Et si l'on revenait au début ?

Poézibao, le beau blogue de Florence Trocmé m’a donné quelque idée pour une chronique régulière, hebdomadaire.
Partager “mes” poètes, mon cheminement de lecteur, mon intérêt pour la chose éditoriale.
Le développement de Poésie/Gallimard, plus de trois cents titres, l’anthologie en “jeans” de Delvaille, celle, plus maigre, du jeune Espitallier, les naissances et morts des revues traditionnellement sur papier ou “en ligne” permettent, à ce jour, de mesurer la vie en expansion ou en régression du poème ; je ne sais si la mémoire culturelle a déjà exercé son tri et retenu les 10% de ce que, habituellement, elle estime de valeur.

Il est des gens fort intéressants qui font, ces temps, paraître de doctes livres sur la lecture et le lecteur : entre autres, Alberto Manguel avec Une histoire de la lecture et son Journal d’un lecteur.
Ce sont d'excellents guides routiers pour grande littérature, mais qui se rapprochent plus du manuel pour fins lettrés - ainsi Lanson en son époque - et se tiennent dans l'espace susdit de la mémoire culturelle.

Je connais des lectrices et des lecteurs qui n’ont point attendu la parution de ces ouvrages pour, depuis plus de vingt ans, pratiquer cet exercice qu’en jargon pédagogique nous nommons “l’autobiographie du lecteur”.
ET l'on s'y retrouve à des milles des horizons lettrés.

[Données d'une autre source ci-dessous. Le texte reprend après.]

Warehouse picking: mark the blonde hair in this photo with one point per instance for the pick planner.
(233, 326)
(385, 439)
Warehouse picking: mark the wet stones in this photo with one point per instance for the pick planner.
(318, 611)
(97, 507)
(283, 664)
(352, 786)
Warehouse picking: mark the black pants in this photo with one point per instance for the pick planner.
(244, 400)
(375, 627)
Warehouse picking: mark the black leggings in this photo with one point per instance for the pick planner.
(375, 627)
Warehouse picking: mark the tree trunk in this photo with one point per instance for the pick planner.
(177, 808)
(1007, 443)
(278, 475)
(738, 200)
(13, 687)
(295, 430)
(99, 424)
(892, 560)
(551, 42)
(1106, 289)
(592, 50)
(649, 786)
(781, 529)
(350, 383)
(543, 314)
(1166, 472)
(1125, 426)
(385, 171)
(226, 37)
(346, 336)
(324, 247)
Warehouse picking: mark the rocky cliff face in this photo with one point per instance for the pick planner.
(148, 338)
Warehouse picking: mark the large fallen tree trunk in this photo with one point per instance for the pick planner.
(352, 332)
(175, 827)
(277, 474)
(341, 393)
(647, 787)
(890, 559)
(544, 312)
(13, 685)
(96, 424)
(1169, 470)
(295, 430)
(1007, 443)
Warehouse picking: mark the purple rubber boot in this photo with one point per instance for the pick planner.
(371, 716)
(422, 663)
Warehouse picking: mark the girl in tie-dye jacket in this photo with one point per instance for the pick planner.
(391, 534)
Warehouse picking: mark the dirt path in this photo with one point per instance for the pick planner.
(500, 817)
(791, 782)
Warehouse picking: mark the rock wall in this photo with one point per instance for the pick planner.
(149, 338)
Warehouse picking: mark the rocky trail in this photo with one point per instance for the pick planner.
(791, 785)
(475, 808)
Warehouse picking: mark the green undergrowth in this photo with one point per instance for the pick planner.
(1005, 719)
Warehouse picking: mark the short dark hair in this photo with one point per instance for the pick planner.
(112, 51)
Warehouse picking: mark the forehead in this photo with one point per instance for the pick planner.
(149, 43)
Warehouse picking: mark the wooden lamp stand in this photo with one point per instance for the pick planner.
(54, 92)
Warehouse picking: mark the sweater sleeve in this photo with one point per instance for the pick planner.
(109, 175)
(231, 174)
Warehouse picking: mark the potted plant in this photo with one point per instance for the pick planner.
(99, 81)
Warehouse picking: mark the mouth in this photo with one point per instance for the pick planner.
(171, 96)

Son apprentissage terminé sachant lire, sachant surtout pourquoi il lit, le lecteur commence un lent et long - ce que je lui souhaite - labeur d’autodidaxie, enrichi, appauvri, régénéré, selon, par ses rencontres avec la famille, les instituteurs, les bibliothécaires, les journalistes, les professeurs de collège de lycée, d’université, avec les bons et, tout autant, avec les mauvais.
Pour certains - beaucoup ? -, la trilogie professorale n’aura été qu’une maison très éloignée
Plus que le lecteur lettré, ce lecteur hors des classes aura pratiqué le “lire : un braconnage” de Michel de Certeau.
Lecteur solitaire, il est un farouche libertaire et son mutisme peut fort bien se comprendre comme un vigoureux bras d’honneur au magistère de toutes littératures.

Intimement, cette autoformation - la “face nocturne” de la formation, dirait Gaston Pineau - se construit dans l’affrontement de son questionnement de vie avec les écrits lus et comparés....

Ce blogue est celui d’un lecteur qui depuis qu’il fut alphabétisé, exerce quasi quotidiennement son “braconnage” de liseur, au gré des bonheurs, des rages, des passions, des ennuis.
Peu me chaut la rigueur de la critique - un lapsus m’a fait saisir la “crotique” , “o” trop proche de “i” sur le clavier !-
Il ne s’agira point, ici, de valeur littéraire ; plutôt de goûts : de bons mais aussi de mauvais goûts. S’agira-t-il de littérature ? de poésie ?
Je ne sais. D’écrits, oui, avec certitude.

J’ai commencé ce chemin consciemment, j’avais sept ans ? huit ans ?
Le tout premier ? Le Moricaud par Amélie Perronnet, à la Librairie d’Éducation de la Jeunesse, sans date ; c’était, je crois, le Premier prix d’Écriture de Augustine-Marie Bretaudeau, ma grand-mère.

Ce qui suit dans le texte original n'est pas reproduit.